The Gospel today reminds us once again that we are here to bring about the kingdom, and also tells us how to do just that: When we throw a banquet, rather than inviting those who are likely to reciprocate and treat us to a similar feast, we are challenged to invite those who are suffering. Jesus tells us that we will be greatly rewarded for this act of love.
Hospitality can be defined as the generous and friendly welcome of guests, visitors, or strangers. Hospitality is also a virtue, as it combines generosity, an open heart, service, and a desire to care for others. In the Jewish tradition, hospitality was culturally accepted as the norm. This hospitality could be the difference between life and death for those traveling in extreme climates and hostile areas, therefore, traveling strangers were to be welcomed, nourished, and housed before continuing their journey.
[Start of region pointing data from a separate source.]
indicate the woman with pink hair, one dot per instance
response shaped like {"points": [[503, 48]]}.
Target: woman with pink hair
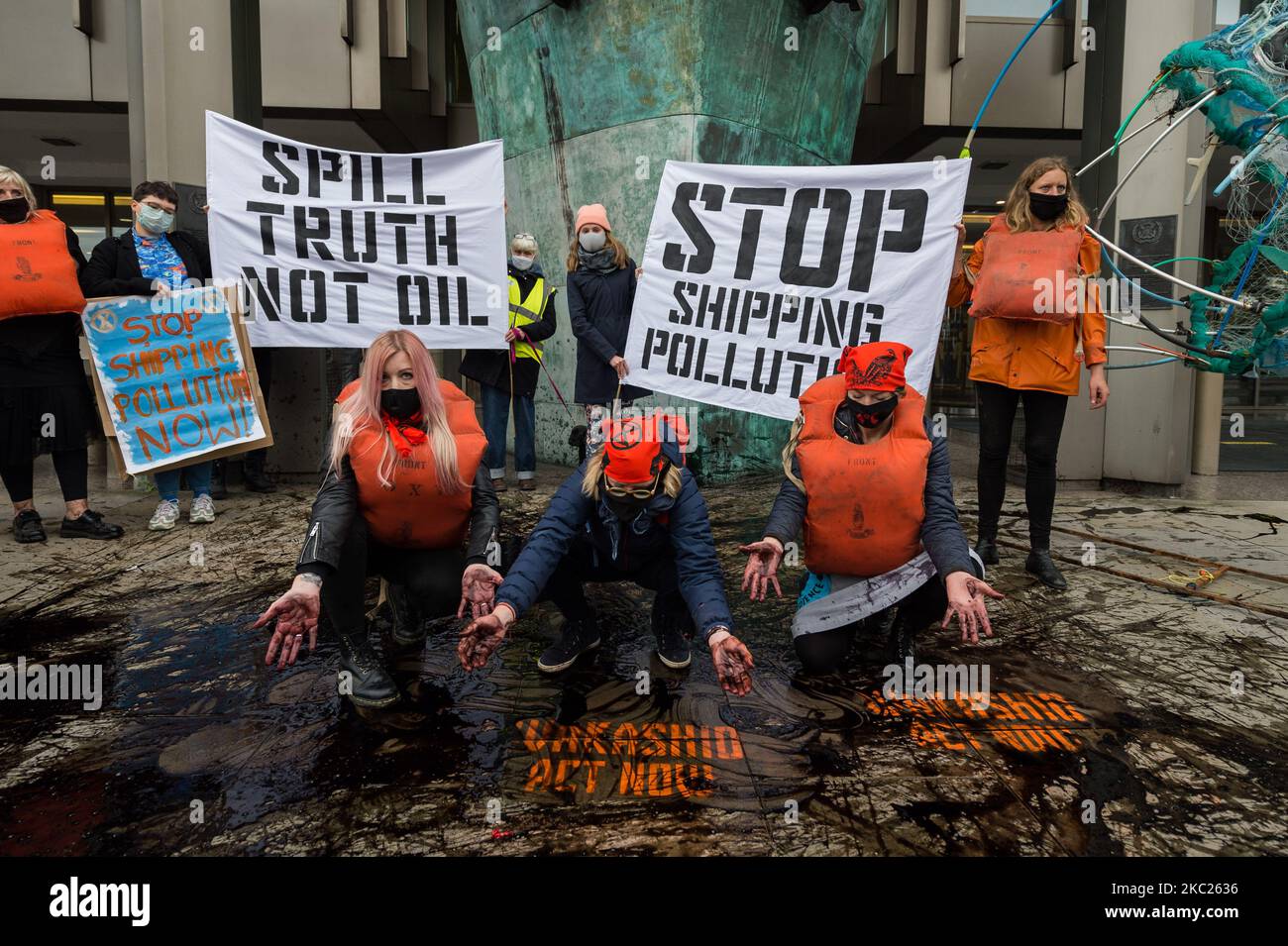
{"points": [[402, 488]]}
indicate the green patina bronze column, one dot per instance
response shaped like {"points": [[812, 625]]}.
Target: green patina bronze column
{"points": [[592, 99]]}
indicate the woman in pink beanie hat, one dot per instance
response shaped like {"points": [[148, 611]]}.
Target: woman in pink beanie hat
{"points": [[600, 295]]}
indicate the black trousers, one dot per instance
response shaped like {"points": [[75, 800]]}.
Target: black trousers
{"points": [[71, 467], [432, 578], [567, 584], [1043, 421]]}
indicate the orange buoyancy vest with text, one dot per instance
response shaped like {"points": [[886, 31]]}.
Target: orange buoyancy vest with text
{"points": [[864, 503], [38, 274], [1028, 275], [416, 512]]}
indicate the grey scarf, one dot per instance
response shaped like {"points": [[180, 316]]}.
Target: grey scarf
{"points": [[599, 262]]}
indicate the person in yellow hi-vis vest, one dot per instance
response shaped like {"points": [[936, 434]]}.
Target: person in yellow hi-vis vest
{"points": [[511, 374]]}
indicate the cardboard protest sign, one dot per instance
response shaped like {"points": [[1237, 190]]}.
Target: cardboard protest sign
{"points": [[756, 277], [335, 248], [174, 378]]}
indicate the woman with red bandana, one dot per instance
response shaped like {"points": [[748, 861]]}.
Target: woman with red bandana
{"points": [[631, 512], [403, 484], [870, 481]]}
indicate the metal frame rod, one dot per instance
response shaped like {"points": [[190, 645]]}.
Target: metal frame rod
{"points": [[1113, 194], [1106, 154], [1173, 279]]}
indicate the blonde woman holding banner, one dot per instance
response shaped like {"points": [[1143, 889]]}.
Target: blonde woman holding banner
{"points": [[44, 396]]}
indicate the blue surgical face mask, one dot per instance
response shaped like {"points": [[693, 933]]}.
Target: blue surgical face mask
{"points": [[155, 220]]}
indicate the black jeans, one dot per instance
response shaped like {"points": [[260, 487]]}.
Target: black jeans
{"points": [[1043, 420], [823, 652], [567, 584], [432, 577], [71, 467]]}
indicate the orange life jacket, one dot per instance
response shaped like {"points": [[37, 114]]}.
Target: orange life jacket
{"points": [[864, 503], [415, 512], [38, 275], [1028, 275]]}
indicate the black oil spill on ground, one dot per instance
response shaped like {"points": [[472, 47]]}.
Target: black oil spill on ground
{"points": [[1111, 730]]}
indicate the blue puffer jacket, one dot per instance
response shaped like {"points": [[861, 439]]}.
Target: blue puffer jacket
{"points": [[599, 312], [686, 534]]}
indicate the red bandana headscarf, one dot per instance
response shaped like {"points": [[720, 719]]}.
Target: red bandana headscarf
{"points": [[876, 366], [404, 434]]}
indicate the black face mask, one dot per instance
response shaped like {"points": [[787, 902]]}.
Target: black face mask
{"points": [[14, 210], [874, 415], [626, 510], [399, 403], [1047, 206]]}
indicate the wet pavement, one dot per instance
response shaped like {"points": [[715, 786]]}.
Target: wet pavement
{"points": [[1124, 718]]}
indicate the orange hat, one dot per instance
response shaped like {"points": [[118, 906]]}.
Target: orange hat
{"points": [[591, 214], [632, 450], [876, 366]]}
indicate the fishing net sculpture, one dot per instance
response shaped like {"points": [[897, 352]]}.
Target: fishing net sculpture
{"points": [[1237, 80]]}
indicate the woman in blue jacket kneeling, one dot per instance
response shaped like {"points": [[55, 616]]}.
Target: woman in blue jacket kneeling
{"points": [[630, 512]]}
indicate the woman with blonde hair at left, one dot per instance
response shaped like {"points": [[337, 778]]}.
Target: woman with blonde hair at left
{"points": [[46, 402], [403, 484]]}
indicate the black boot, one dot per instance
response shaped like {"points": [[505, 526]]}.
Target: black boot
{"points": [[370, 683], [1043, 567], [986, 547], [253, 472], [408, 630], [673, 644], [218, 480], [89, 525], [29, 528], [902, 644], [578, 637]]}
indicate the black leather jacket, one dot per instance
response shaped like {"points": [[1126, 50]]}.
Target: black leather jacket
{"points": [[336, 504]]}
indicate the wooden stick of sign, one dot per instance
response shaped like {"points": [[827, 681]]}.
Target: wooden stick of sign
{"points": [[248, 360]]}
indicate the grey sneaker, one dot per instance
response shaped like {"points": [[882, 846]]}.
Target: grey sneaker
{"points": [[202, 510], [165, 516]]}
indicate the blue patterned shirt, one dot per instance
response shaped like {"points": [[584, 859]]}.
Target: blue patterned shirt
{"points": [[159, 259]]}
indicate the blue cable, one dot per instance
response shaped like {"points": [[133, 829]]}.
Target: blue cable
{"points": [[997, 81], [1262, 232]]}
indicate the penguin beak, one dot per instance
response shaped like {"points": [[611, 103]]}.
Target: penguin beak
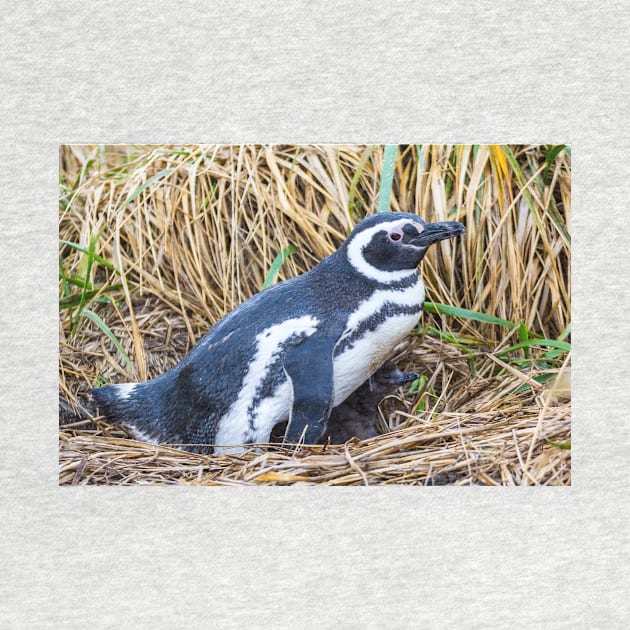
{"points": [[434, 232]]}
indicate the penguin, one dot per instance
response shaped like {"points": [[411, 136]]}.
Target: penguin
{"points": [[357, 415], [292, 352]]}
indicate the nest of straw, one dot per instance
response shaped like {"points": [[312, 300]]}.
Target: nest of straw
{"points": [[190, 232]]}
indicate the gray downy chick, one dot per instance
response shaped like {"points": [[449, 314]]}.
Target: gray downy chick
{"points": [[357, 416]]}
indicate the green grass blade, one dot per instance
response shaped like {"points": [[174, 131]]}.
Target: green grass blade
{"points": [[538, 343], [110, 335], [276, 264], [146, 184], [352, 191], [387, 177], [464, 313], [86, 251]]}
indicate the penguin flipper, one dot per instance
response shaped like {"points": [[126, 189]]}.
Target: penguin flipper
{"points": [[313, 388]]}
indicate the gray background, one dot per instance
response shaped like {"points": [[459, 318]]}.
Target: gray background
{"points": [[313, 557]]}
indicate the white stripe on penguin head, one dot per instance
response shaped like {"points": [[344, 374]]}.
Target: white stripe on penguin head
{"points": [[362, 240]]}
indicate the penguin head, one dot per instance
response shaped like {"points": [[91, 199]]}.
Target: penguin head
{"points": [[388, 246]]}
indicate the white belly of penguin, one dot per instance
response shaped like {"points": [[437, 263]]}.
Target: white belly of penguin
{"points": [[351, 368], [354, 366]]}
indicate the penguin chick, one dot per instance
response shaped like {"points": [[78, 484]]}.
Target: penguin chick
{"points": [[357, 416]]}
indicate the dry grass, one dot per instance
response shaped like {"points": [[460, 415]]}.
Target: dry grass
{"points": [[192, 232]]}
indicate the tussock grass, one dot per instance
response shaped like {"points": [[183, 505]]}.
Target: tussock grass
{"points": [[157, 243]]}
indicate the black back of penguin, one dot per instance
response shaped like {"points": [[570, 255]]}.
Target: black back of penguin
{"points": [[294, 350]]}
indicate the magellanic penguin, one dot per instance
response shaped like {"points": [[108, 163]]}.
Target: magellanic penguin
{"points": [[293, 351], [357, 415]]}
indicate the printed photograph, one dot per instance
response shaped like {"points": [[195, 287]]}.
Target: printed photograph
{"points": [[315, 315]]}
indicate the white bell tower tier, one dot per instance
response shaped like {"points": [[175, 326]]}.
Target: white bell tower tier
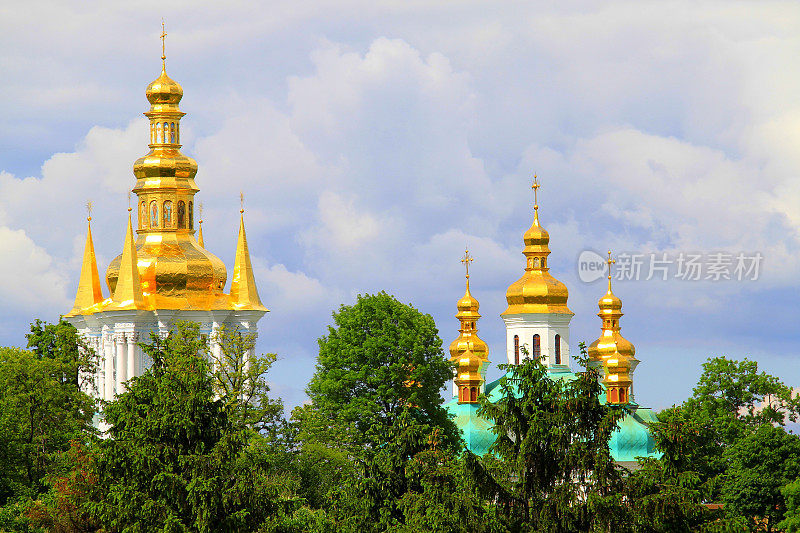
{"points": [[537, 318], [164, 274]]}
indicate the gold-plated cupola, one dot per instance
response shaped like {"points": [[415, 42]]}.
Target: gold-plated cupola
{"points": [[176, 272], [537, 291], [468, 351], [612, 352]]}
The act of hospitality involves warmly and generously welcoming a guest, known or unknown, into your home and allows the stranger to become a friend. As Henri Nouwen describes it: “Hospitality, therefore, means primarily the creation of a free space where the stranger can enter and become a friend instead of an enemy…”
In his Letter to Volunteers in 1997, Pope Saint John Paul II wrote: ‘…I recall the passage in the Book of Genesis which tells of Abraham and the three mysterious guests at the oaks of Mamre (Gen 18:1-10). In the likeness of three passing strangers, the ancient patriarch welcomed God himself. Hospitality finds its fulfilment in Christ, who welcomed our humanity in his divine person, becoming as the liturgy says, “a guest and pilgrim among us.” When we show care and attention to others, we are serving God himself. Jesus told the apostles as he sent them on their mission: “Whoever receives you receives me and whoever receives me, receives the one who sent me.” (Matthew 10:40)
Hospitality is also about humility. We serve our guests, and we do whatever is necessary in order to make them comfortable. Jesus washed the feet of his disciples before the Last Supper and told them, ‘I have given you a model to follow, so that as I have done for you, you should also do.” (John 13:15)
To carry out this mandate to serve as Jesus served, we simply have to look at the corporal works of mercy and find ways to make them an integral part of our lives. As Pope Saint John Paul II puts it: ‘Welcoming our brothers and sisters with care and willingness must not be limited to extraordinary occasions but must become for all believers a habit of service in their daily lives.’
As Thanksgiving draws near, we could think about generously shopping for items needed by food pantries, planning to provide a Thanksgiving meal for a family in need or inviting somebody who is alone to join us at our own table. Beyond Thanksgiving, though, we should continue with this generosity, so that caring for the needs of others is not only what we do but becomes who we are.